The answer is a qualified no. Cracking against captured hashes is not an interesting attack. The hash is the only secret used in challenge-response protocols today both on Windows and on other operating systems. An attacker with the hash has all that is required to authenticate as the user and cracking is simply a waste of time. Tools that implement this type of attack, known as a pass-the-hash attack, are available on the Internet already. Although the tools are still relatively unstable and unreliable, we should expect their quality to improve significantly as passwords get better. In addition, in order to capture the hashes the attacker must break into the authentication server, which is typically the domain controller on a Windows-based network. If this has occurred, the network has been fully compromised already and cracking passwords is only useful to attack other networks where the same users used the same password (a practice that should be strongly discouraged). Windows will never pass the hashes across the network in an unencrypted channel. Thus, capturing the hashes in a network transfer is pretty unlikely.
Since January 2005, cracking against the stored password verifier (the cached credential) has received renewed interest due to the publication of the first commonly available tool to extract those verifiers from a compromised computer. Cracking the password verifier is reasonably efficient, taking roughly three times longer than cracking against the NT hashes. This, however, is really not an interesting attack either. First, the verifier is a hash of a hash, making it at least twice as resilient as the original hash. Second, since the password verifier is salted with the username it is unique even for two users using the same password. While a pre-computed hash attack can still be used to speed up the first computation, it is useless against the second hash. Finally, the password verifier serves a very important purpose. Without it users would have to use local credentials when logging on to a computer while disconnected from the domain but use domain credentials when connected. Clearly this process would create a nuisance for users. More important, however, is the effect it would have on the captured hashes. Most security researchers would agree that a vast majority of users would use the same password for both accounts. If an attacker compromises a computer that has local credentials and those credentials match credentials on a domain, the attacker would now have all the information needed to authenticate as the user to the domain and would not have to crack a single password. The OWF representation stored locally for the local account is identical to the one stored for the user’s domain account if the two have the same password.

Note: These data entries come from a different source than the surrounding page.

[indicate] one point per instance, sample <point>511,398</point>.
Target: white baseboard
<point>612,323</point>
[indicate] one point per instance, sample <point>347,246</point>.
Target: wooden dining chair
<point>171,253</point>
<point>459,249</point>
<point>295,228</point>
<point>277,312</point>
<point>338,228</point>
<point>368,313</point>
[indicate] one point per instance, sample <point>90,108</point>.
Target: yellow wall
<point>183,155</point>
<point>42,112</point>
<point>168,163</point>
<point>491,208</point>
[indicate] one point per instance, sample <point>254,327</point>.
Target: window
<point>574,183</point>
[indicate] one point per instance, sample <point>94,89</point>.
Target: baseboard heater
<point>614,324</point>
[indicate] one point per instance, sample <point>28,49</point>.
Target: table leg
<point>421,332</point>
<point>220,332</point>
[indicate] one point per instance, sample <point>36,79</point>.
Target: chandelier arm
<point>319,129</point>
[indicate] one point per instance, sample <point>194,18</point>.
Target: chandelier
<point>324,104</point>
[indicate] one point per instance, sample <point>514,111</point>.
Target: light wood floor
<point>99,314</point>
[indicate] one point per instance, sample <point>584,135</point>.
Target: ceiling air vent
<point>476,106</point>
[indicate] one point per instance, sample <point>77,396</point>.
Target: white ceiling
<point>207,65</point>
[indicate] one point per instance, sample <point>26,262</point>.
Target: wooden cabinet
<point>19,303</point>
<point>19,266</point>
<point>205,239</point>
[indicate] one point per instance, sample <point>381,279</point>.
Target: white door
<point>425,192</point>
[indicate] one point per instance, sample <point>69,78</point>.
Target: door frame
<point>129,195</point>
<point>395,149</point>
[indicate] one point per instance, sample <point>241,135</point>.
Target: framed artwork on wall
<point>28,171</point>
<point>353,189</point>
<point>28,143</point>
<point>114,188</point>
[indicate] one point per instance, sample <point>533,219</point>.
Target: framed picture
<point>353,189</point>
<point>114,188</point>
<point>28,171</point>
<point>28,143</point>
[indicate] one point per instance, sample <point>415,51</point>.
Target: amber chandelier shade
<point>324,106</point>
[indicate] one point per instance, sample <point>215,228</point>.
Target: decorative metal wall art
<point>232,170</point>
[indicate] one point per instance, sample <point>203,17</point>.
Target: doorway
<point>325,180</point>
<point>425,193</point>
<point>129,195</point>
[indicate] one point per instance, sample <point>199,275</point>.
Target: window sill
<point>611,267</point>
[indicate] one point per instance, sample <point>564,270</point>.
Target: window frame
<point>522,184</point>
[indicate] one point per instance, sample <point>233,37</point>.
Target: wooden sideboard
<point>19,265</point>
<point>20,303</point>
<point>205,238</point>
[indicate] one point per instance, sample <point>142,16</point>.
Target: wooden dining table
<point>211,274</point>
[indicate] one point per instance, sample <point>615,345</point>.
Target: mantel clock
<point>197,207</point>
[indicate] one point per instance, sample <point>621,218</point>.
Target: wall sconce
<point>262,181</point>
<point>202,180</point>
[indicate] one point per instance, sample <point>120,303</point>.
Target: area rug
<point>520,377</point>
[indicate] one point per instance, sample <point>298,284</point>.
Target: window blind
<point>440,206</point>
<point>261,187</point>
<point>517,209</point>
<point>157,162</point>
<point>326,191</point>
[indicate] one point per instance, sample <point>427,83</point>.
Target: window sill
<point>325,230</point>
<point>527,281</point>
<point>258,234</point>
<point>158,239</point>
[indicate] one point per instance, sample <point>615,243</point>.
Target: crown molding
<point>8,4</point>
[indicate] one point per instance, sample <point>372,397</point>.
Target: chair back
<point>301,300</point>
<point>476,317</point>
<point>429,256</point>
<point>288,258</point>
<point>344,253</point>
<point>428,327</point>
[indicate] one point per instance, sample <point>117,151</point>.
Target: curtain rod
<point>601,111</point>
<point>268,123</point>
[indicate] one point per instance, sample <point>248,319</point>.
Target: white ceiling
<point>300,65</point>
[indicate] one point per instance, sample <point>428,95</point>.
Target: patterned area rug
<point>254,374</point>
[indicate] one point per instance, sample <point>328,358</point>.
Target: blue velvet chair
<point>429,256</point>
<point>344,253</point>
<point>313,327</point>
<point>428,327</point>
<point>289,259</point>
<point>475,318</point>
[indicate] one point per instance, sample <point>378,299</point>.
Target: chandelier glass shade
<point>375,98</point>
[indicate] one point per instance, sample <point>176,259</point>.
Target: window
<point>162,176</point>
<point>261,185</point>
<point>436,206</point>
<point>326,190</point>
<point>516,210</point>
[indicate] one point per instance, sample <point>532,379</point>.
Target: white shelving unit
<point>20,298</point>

Clearly the dynamics of the human-computer interaction mean that the password verifier probably increases security instead of decreasing it. Therefore attacks against the password verifier are probably also not interesting.
Cracking against captured challenge-response pairs is, however, still an interesting attack. However, using the LM Compatibility Level switch it can be effectively invalidated by not transmitting the LanMan challenge-response pairs. This is a valid approach in almost all environments. Some (quite possibly not all) problems with LMCompatibilityLevel were listed above. If you are not subject to any of those issues, we recommend that you configure LMCompatibilityLevel to 5.
Update October 13, 2005:
Normally I do not like updating blog posts, but I just got a link to this horrible piece of bad password advice from my friend Dick Carlson and could not pass it up. See how many individual pieces of bad advice you can find in this piece. I particularly like this piece:
Boil down a memorable phrase or quote into a string of upper- and lowercase letters, numbers and special characters. For example, "Easy for you to say" becomes Ez4U2Say.
Good idea! Let's take a nice long and strong pass phrase that would take about 800,000 years to crack or guess and turn it into a crappy pasword with almost no entropy that would crack in about 18 seconds and guess in not much more.